Abstract

An analogy is made between a machine component (or system) and a communications channel. During operation, information is sent as a signal over a communications channel from transmitter to receiver. The signal over the channel is altered by limited dynamic bandwidth, nonlinearities and noise. The goal is for the receiver to extract and reproduce the message, despite distortions and noise. Design of communications systems is aided by powerful theorems of Shannon (1949), which establish minimum signal to noise ratios for error free transmission.
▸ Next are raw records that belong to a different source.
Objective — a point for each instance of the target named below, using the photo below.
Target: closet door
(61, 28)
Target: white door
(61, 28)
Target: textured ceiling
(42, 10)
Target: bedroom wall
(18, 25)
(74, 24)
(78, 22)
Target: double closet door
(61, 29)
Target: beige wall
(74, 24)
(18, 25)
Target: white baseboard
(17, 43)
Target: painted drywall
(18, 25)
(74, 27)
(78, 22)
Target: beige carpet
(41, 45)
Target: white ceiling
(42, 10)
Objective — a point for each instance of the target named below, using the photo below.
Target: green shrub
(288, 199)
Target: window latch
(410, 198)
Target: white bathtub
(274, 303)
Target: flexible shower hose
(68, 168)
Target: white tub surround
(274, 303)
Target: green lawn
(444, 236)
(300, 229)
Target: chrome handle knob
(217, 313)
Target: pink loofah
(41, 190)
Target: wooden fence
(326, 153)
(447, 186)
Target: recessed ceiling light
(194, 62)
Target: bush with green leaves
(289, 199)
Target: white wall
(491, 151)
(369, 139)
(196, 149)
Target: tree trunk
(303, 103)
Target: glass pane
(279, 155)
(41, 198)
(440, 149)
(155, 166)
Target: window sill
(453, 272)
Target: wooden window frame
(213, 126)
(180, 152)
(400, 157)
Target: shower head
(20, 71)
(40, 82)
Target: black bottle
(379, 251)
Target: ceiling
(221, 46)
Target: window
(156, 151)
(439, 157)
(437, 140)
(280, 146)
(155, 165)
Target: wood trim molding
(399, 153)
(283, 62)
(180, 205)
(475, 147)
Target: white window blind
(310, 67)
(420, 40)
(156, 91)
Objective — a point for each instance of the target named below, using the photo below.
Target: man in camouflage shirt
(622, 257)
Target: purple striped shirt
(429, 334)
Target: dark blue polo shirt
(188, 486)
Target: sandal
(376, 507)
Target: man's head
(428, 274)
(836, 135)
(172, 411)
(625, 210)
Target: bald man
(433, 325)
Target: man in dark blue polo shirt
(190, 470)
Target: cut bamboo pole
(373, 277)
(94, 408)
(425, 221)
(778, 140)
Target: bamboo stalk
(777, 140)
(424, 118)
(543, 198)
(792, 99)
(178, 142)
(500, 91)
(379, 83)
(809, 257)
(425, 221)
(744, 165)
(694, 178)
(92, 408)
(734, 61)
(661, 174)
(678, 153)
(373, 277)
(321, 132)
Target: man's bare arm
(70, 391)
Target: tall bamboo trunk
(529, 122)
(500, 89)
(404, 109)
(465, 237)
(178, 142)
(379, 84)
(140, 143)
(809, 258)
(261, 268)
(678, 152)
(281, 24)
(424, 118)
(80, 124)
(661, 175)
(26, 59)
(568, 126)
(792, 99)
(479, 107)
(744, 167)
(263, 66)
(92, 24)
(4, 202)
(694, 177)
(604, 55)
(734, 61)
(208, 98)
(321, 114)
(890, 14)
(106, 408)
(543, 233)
A machine component (or system) accepts a “signal” from an upstream component, by its function alters that signal, and then passes the “signal” on to the next downstream component. In the analogy of this article, a machine is a communications channel. When operating properly, the “signal” from an upstream component is “received” by a downstream component. Faults in the machine which disrupt functionality alter the “signal”. Faults will be viewed as agents that alter system parameters or contaminate the signal with “noise”. Unless the signal to noise ratio is kept sufficiently high, downstream components cannot “resolve” the “signal message” error free, and the machine malfunctions.

In this article, Shannon’s theorem’s will be applied to machinery to establish performance limits, and develop a failure criteria to assess functionality of new or degraded machinery. With these, operational condition of machinery and maintenance needs can be predicted.